Warnings are in yellow boxes.

## Introduction

In this lab, you will investigate the longitudinal (altitude and pitch) flight dynamics of a quadcopter traveling at a constant forward speed. This vehicle relies completely on the independently controlled thrust generated by pairs of rotors at the front and rear of the vehicle to change altitude and its pitch orientation. The vehicle is very much unstable and requires controllers to maintain a desired pitch angle and to control altitude. The following video shows an autonomous quadcopter that can avoid obstacles using a combination of vision detection to determine relative locations of the obstacles and a feedback controller to avoid the obstacles given the computed desired path of motion. You will develop the feedback controller portion of a system like the one shown.

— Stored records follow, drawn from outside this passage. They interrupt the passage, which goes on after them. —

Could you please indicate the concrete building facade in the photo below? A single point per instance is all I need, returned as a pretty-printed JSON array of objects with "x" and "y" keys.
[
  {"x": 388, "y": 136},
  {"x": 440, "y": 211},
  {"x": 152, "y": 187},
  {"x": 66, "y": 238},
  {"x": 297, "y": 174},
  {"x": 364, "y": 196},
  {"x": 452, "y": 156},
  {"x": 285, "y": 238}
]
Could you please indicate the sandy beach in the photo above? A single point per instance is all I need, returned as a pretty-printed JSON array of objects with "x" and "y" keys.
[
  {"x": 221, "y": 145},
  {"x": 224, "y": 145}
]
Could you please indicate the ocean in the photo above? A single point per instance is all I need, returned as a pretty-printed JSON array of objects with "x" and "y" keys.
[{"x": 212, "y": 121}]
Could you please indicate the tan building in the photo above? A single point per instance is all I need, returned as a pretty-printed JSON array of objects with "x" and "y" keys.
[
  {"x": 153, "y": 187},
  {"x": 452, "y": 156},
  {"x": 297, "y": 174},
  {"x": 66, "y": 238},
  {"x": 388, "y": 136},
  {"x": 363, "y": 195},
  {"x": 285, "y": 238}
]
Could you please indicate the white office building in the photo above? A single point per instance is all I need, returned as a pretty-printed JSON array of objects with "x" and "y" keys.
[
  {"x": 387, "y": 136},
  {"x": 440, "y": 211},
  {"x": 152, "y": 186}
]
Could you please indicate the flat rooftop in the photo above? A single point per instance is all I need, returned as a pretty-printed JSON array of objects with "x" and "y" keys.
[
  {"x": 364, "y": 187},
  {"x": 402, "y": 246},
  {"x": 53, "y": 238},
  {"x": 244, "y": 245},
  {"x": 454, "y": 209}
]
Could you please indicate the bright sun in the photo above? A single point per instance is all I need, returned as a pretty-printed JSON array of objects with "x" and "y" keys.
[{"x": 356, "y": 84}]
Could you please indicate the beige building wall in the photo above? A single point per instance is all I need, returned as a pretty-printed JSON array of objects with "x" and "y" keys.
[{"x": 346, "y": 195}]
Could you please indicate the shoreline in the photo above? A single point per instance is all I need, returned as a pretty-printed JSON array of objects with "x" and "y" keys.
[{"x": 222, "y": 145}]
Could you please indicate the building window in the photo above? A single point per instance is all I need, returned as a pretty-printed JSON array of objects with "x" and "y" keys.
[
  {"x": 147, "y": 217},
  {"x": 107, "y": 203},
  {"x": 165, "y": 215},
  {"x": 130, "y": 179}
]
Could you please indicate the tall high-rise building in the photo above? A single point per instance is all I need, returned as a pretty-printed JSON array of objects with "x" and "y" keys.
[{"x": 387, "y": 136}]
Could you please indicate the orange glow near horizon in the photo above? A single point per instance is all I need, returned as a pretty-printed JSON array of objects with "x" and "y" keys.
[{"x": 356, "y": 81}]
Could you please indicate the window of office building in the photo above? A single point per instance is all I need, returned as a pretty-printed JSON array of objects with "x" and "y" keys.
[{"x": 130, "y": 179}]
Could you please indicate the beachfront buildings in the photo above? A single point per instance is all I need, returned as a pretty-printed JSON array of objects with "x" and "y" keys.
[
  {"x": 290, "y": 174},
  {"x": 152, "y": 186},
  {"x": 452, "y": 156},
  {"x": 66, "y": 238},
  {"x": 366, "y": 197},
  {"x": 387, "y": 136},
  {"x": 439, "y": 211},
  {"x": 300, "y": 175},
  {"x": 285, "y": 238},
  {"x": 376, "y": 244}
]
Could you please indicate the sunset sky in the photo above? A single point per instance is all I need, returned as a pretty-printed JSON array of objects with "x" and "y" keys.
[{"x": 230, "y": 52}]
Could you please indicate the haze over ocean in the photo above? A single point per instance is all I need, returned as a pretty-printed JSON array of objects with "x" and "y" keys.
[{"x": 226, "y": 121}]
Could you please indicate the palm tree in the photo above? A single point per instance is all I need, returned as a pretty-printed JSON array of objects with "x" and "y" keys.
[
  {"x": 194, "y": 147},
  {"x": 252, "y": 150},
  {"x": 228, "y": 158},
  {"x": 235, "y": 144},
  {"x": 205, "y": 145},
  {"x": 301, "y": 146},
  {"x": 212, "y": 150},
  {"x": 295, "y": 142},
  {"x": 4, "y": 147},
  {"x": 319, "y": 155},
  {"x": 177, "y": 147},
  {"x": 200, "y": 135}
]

Here is another similar system using a fixed wing autonomous aircraft at higher speeds:

## System Description

You will model the longitudinal dynamics of a drone flying at a constant forward speed $$U$$. The vehicle can be modeled as a single rigid body with pitch centroidal moment of inertia $$I$$ and mass $$m$$. Use an inertial coordinate system with coordinate $$x$$ to measure the horizontal travel and coordinate $$z$$ for the vertical travel. Use the standard of positive $$z$$ pointing downwards. The front rotors are separated from the rear rotors by distance $$a + b$$ and the mass center lies at distance $$a$$ from the front rotor and distance $$b$$ from the rear rotor.

The mass center will have a velocity $$U$$ in the $$x$$ direction which is constant and a variable velocity $$W$$ in the vertical direction. The rigid body will have a pitch angle $$\theta$$ and a pitch angular velocity $$q$$.

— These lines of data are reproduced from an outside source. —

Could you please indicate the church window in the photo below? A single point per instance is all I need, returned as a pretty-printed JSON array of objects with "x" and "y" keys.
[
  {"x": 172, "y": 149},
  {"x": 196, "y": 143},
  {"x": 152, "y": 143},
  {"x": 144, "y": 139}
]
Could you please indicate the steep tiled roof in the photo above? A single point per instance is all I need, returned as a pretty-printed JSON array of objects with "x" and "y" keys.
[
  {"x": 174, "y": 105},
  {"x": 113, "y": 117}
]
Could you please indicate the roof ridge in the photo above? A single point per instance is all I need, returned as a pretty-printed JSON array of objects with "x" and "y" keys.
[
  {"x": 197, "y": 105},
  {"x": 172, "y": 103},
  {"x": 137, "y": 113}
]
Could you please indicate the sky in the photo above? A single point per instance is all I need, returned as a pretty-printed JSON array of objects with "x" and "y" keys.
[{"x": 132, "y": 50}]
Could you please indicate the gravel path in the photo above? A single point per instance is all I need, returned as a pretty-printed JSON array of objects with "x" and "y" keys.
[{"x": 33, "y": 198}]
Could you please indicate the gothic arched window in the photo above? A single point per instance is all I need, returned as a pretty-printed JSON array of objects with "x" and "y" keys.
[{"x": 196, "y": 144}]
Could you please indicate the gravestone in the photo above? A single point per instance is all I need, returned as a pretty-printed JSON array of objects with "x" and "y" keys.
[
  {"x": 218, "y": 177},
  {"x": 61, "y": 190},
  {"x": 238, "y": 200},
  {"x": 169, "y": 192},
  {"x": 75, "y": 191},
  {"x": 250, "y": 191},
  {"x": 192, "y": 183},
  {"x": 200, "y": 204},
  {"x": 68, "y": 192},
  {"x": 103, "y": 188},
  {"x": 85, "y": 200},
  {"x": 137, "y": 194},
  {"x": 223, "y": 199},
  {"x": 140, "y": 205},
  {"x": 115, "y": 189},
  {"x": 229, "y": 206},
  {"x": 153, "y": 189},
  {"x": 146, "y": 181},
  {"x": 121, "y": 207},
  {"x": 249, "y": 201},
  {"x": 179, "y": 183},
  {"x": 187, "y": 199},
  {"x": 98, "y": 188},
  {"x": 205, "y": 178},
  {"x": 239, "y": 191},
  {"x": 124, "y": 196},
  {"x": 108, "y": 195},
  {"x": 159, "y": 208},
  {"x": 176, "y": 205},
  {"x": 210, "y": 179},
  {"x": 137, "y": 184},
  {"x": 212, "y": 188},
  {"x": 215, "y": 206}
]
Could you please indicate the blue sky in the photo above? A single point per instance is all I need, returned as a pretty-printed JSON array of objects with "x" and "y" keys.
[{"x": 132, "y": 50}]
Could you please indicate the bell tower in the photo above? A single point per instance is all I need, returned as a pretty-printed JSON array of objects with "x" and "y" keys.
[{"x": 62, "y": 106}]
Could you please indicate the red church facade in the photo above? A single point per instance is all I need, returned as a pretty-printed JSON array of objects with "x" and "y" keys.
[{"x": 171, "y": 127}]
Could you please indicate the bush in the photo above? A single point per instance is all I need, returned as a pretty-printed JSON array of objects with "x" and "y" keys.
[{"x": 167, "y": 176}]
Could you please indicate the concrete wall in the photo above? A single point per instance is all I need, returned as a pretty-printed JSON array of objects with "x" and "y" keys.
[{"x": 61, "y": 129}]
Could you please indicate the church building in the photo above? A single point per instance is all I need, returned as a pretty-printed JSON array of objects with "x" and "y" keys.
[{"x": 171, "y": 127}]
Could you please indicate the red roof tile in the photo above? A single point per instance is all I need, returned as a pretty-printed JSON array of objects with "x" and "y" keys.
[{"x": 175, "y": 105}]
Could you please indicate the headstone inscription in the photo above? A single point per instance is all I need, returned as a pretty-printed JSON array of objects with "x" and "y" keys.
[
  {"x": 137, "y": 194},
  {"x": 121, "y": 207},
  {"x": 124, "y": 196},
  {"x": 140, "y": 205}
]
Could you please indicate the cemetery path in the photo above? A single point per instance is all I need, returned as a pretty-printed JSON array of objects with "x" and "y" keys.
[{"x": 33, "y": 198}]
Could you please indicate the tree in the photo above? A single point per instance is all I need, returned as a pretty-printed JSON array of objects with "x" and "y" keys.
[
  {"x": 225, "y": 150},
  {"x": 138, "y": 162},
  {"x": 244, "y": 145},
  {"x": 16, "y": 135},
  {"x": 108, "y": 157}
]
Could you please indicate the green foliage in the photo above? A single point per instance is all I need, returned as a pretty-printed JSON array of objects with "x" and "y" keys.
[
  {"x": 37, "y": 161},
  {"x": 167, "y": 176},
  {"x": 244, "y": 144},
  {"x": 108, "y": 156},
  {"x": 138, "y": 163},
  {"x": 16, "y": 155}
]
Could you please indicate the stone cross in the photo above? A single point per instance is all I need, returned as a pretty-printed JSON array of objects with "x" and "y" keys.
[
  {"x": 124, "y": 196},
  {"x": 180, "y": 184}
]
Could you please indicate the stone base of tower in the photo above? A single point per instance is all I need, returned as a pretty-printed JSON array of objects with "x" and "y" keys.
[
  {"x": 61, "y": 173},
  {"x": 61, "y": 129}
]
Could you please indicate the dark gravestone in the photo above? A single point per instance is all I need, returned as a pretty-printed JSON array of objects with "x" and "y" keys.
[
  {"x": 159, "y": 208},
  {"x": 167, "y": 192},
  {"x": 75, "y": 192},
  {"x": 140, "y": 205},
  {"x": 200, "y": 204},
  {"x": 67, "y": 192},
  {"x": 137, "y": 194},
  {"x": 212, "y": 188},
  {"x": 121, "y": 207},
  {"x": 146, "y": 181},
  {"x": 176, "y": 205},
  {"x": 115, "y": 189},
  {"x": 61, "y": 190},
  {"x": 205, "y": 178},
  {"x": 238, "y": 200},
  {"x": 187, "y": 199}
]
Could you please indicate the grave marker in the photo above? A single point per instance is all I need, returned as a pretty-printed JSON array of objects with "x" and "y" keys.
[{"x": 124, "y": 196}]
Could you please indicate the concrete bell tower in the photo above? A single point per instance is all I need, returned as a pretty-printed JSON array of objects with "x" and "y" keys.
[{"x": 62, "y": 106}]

The vehicle will have four forces acting on it. The two pairs of rotors produce the thrust force $$F_f$$ at the front of the vehicle and the rotors at the rear produce thrust force $$F_r$$. The weight of the vehicle $$mg$$ is the third force and the fourth force is the drag force acting perpendicular to the quadcopter's body $$F_D$$ at the center of pressure (equal to aerodynamic center in this case) which is equidistant from the to rotors. The drag force should be modeled by the equation:

\begin{equation*} \DeclareMathOperator{\sgn}{sgn} F_D = \sgn{(v)} \frac{1}{2} \rho v^2 C_D A \end{equation*}

This drag force will not affect motion in the $$x$$ direction since $$U$$ is specified to be constant but you will need to determine its contribution to resisting vertical motion. Make sure that the force is always in the opposite direction of the component of $$\bar{v} = U \hat{x} + W \hat{z}$$ that is perpendicular to the vehicle (same as $$F_D$$) using the signum function, sign() in Matlab/Octave. Neglect any lift that may be produced due to the vehicles angle of attack or body characteristics.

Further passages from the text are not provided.